By Canon Chris Palmer
make the door of this house wide enough
to receive all who need human love and fellowship,
and narrow enough to shut out
all envy, pride and strife.
Make its threshold smooth enough
to be no stumbling-block to children,
or to straying feet,
but rugged enough
to turn back the tempter’s power.
O God, make the door of this house
a gateway to thine eternal kingdom.
This beautiful prayer of Bishop Thomas Ken – bishop of Bath and Wells in the late 17th century – sums up our hopes and aspirations for our cathedral, to be a place of hospitality and welcome, a holy place that invites people in, whilst keeping out what divides or lures us down destructive paths.
This is a challenge as we head into a second lockdown. The temptation is to see only the ‘closure’: no sightseeing, no public worship, and no hospitality. Happily, we are able to stay open for individual prayer, and for this period the ‘threshold’ becomes smoother in one sense, because we don’t charge people to come to pray.
But the prayer, of course, is a prayer about our attitude. And God answers it less in the opening hours of the cathedral and more in the openness of the people of God to all who seek this grace.
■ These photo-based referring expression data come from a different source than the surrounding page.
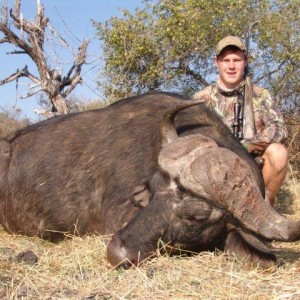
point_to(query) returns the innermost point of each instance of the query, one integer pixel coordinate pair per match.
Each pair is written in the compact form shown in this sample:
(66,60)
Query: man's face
(231,65)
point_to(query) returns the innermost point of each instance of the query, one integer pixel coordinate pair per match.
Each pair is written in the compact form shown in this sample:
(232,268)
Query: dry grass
(77,269)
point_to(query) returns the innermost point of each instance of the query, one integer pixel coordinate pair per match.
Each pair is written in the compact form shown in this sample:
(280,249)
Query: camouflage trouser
(260,161)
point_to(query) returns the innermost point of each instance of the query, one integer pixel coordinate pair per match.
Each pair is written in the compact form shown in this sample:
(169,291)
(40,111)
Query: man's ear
(216,61)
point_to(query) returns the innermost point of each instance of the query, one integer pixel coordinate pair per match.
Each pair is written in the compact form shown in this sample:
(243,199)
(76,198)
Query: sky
(72,20)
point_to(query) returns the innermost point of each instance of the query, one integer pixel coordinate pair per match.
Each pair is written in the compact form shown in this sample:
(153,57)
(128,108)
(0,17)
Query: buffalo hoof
(118,255)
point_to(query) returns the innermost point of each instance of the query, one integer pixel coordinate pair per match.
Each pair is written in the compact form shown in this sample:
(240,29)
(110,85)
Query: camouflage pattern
(268,119)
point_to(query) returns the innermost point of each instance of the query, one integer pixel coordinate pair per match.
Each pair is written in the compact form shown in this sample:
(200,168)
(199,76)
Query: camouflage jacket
(269,125)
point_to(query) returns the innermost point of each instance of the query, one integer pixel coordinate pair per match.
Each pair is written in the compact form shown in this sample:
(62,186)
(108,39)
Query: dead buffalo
(124,170)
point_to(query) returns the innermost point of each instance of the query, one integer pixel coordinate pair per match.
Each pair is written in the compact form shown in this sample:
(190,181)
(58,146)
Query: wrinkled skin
(209,198)
(109,171)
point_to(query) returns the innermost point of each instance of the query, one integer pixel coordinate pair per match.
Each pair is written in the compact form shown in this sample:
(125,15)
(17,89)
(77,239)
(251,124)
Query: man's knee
(277,155)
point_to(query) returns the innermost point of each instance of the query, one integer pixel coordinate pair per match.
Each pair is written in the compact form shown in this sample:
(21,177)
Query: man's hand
(257,148)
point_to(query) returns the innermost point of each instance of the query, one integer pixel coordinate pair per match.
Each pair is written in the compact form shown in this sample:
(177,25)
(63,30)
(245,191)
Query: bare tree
(30,41)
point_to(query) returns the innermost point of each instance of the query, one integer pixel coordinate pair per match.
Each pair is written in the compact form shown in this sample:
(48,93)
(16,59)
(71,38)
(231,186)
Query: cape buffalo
(124,170)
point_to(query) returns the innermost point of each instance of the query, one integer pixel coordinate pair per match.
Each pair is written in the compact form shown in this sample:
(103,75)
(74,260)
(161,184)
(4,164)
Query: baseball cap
(230,41)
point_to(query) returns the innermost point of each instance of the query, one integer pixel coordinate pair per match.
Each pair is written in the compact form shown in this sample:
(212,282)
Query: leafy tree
(10,121)
(169,45)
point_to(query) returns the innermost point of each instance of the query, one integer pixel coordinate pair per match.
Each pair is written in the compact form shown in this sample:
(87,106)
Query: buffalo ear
(249,249)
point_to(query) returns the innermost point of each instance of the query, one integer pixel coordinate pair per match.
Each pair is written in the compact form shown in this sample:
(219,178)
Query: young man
(249,111)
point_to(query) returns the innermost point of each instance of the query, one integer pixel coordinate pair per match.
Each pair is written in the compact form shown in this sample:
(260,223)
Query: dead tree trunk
(30,41)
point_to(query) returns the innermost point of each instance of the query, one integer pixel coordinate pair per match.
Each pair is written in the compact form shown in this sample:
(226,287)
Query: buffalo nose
(117,254)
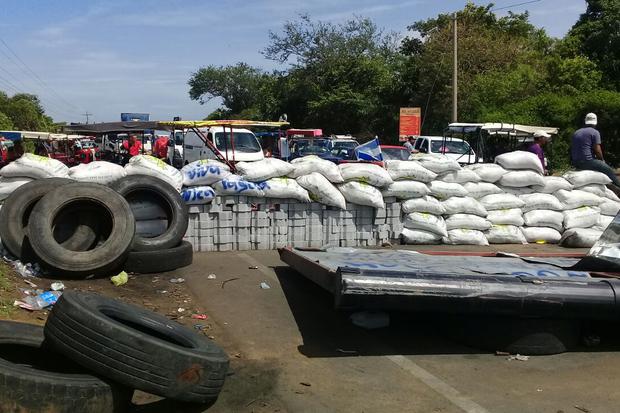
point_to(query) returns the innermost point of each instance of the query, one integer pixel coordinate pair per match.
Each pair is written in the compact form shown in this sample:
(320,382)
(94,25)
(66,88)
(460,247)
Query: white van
(189,147)
(453,148)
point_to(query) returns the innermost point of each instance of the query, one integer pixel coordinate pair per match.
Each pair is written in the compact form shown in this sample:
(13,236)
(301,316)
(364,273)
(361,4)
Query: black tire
(516,335)
(147,262)
(115,228)
(136,347)
(33,379)
(144,188)
(15,214)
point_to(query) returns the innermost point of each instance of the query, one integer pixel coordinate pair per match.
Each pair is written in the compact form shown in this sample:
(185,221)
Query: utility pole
(87,116)
(455,73)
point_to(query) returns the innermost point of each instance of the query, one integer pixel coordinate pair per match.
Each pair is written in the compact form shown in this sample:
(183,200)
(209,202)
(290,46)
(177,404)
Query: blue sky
(108,57)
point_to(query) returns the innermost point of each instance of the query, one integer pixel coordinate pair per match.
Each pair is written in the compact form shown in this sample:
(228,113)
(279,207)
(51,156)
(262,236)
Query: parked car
(394,153)
(453,148)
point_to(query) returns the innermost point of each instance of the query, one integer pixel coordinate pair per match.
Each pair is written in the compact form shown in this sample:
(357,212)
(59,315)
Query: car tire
(115,228)
(143,188)
(526,336)
(15,214)
(136,347)
(33,379)
(148,262)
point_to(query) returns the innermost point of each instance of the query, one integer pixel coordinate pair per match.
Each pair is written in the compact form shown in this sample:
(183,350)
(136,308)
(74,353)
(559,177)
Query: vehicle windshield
(395,154)
(447,146)
(243,142)
(311,147)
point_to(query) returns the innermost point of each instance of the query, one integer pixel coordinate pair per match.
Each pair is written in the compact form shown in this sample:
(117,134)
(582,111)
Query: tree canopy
(353,76)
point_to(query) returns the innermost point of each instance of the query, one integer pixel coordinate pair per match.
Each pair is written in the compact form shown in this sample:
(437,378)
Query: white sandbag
(541,235)
(517,191)
(518,179)
(520,160)
(426,222)
(479,189)
(596,189)
(584,217)
(361,193)
(462,236)
(264,169)
(488,172)
(204,172)
(197,195)
(610,208)
(512,216)
(100,172)
(406,189)
(555,183)
(312,163)
(540,201)
(437,163)
(8,185)
(581,178)
(611,195)
(501,201)
(36,167)
(151,228)
(321,190)
(544,218)
(284,188)
(149,165)
(460,177)
(368,173)
(603,222)
(426,204)
(235,186)
(467,221)
(464,205)
(444,190)
(580,237)
(409,170)
(577,198)
(419,237)
(505,234)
Lockdown requires us to ‘receive all who need human love and fellowship’ in a different way, online, on the phone, from a distance. Perhaps it also causes us to notice our ‘envy, pride and strife’ and calls us to self-examination and repentance, so that we may receive forgiveness for these. In other words, the working out of this prayer is not on hold for this month of additional restrictions; it is still the adventure and opportunity to which God calls during lockdown.
The final line of the prayer takes us a step further: ‘make it a gateway to thine eternal kingdom.’ The real invitation is to enter into God’s kingdom and acknowledge the kingship of God. When we catastrophize the current situation, we risk denying God’s kingdom. But God’s gracious work of forgiveness, justice, and peace are in no way diminished; God is no less King and Lord because of lockdown or coronavirus – or any other trouble.
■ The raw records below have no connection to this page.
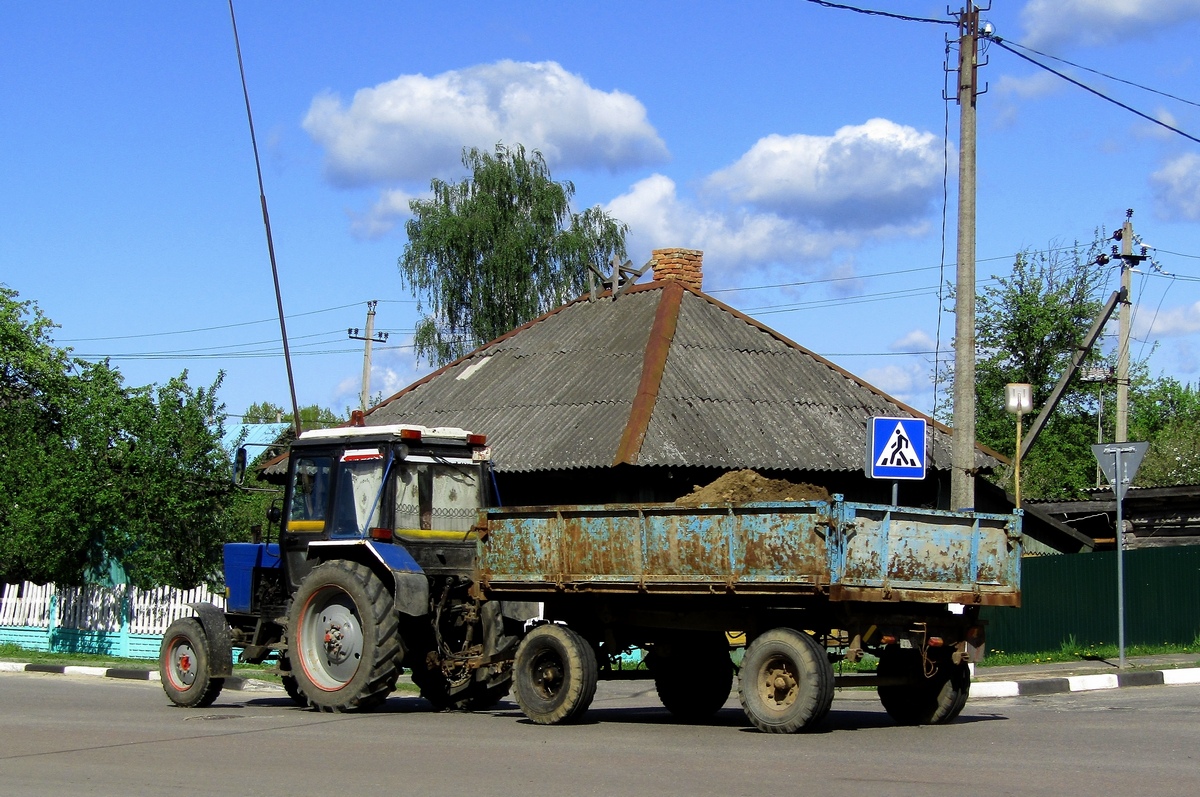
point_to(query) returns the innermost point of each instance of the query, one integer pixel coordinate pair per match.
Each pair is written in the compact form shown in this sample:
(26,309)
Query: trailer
(393,556)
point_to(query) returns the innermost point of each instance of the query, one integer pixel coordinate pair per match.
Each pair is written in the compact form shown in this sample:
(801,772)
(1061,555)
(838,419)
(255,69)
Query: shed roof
(659,375)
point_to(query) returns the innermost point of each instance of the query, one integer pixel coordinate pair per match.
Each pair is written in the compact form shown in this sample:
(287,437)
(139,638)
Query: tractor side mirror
(239,466)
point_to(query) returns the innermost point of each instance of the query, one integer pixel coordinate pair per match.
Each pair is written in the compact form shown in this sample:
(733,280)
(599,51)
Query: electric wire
(1099,94)
(1104,75)
(874,12)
There may be a lockdown, but the gates of God’s kingdom are never locked. And as the people of God, our lives should speak of the openness and invitation that God continues to offer. The grace of God’s kingdom figures more largely for us than the traumas of the earthly realm. This doesn’t take us out of the world or cause us to disengage from everyday matters. On the contrary to live with the hope and joy of God in our daily lives begins to transform the communities in which God sets us. As St Augustine of Hippo argues in his monumental work, The City of God, the best way to be good citizens on earth is to know ourselves to be citizens of heaven.